Ce n'est pas vraiment là qu'on attendait Isabelle Stengers. Philosophe spécialisée en épistémologie, truchement attitré d'Ilya Prigogine, alter-mondialiste à ses heures, elle a écrit en collaboration avec l'ethnopsychiatre français Tobie Nathan et le psychologue béninois Lucien Hounkpatin une pièce sur le père de la psychanalyse, Sigmund Freud.

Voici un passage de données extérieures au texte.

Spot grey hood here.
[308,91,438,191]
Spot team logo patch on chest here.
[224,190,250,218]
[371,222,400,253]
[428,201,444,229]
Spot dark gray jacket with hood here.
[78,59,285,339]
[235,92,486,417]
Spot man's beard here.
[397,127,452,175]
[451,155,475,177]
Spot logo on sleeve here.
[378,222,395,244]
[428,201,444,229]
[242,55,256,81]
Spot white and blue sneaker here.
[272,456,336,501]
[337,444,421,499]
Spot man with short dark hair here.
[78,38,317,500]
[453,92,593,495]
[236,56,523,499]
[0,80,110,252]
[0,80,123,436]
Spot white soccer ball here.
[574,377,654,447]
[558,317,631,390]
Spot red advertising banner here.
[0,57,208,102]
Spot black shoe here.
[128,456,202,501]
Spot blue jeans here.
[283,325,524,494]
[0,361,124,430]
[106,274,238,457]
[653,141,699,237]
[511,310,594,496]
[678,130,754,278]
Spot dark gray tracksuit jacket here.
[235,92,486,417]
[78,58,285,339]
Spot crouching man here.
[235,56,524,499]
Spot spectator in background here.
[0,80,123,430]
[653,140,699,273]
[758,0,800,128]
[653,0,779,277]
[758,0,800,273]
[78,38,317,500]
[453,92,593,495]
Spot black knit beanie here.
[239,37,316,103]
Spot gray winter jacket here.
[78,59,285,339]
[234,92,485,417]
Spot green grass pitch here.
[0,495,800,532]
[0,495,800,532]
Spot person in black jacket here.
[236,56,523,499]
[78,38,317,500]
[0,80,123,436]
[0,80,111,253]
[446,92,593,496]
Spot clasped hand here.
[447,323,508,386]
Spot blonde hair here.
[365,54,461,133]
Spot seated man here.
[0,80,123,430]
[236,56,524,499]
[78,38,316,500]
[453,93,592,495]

A l'épreuve de la scène, «La Damnation de Freud» s'avère une oeuvre riche, dense et brillante, offerte à plusieurs niveaux de lecture et généreusement ouverte au spectateur.

Savants et «sauvage»

Dans la grande salle du Théâtre de la place des Martyrs, Christine Delmotte en a assuré une mise en scène à la fois claire, dépouillée - les chaises et les tapis de la scénographie de Nathalie Borlée font songer à «l'espace vide» de Peter Brook - et très construite, avec une efficace utilisation du «multimédia». Une partie importante de la narration est ainsi prise en charge par des images filmées du comédien Tshilombo Imhotep, par ailleurs également présent sur la scène, dans le rôle du grand-père de l'homme qui parle à l'écran.Si certains des personnages et le contexte sont bien réels -nous sommes en 1919, dans l'appartement de Freud à Vienne, où on le voit en compagnie de deux de ses disciples, le Hongrois Sandor Ferenczi et l'Anglais Ernest Jones - l'histoire est, elle, totalement inventée. Les auteurs ont imaginé que Ferenczi amène à Freud un tirailleur sénégalais mutique, souffrant d'une névrose de guerre. Les deux médecins vont tenter de vérifier sur ce «primitif», comme ils disent, la validité des théories et des techniques psychanalytiques.

Cure des âmes

Or il s'avère que ce soldat «sénégalais» est en réalité un guérisseur en provenance de l'ethnie Yoruba, initié, dans son pays, à une pratique ancestrale de cure des âmes. Il s'ensuit une passionnante et parfois bouleversante rencontre entre magie et science, entre la pensée «sauvage» - analogique, animiste, symbolique, initiatique, etc. - et la rationalité occidentale.Cependant la pièce entrelace habilement les fils de plusieurs trames parallèles. A la fin des années 60, le descendant béninois du guérisseur découvre sous nos yeux, dans un fonds d'archives restées secrètes, le drame qui s'est joué dans la maisonnée de Freud. Par ailleurs, à la faveur d'un véritable suspense, nous apprenons comment le mage africain a en quelque sorte accouché chaque être du foyer où il était hébergé de sa propre destinée.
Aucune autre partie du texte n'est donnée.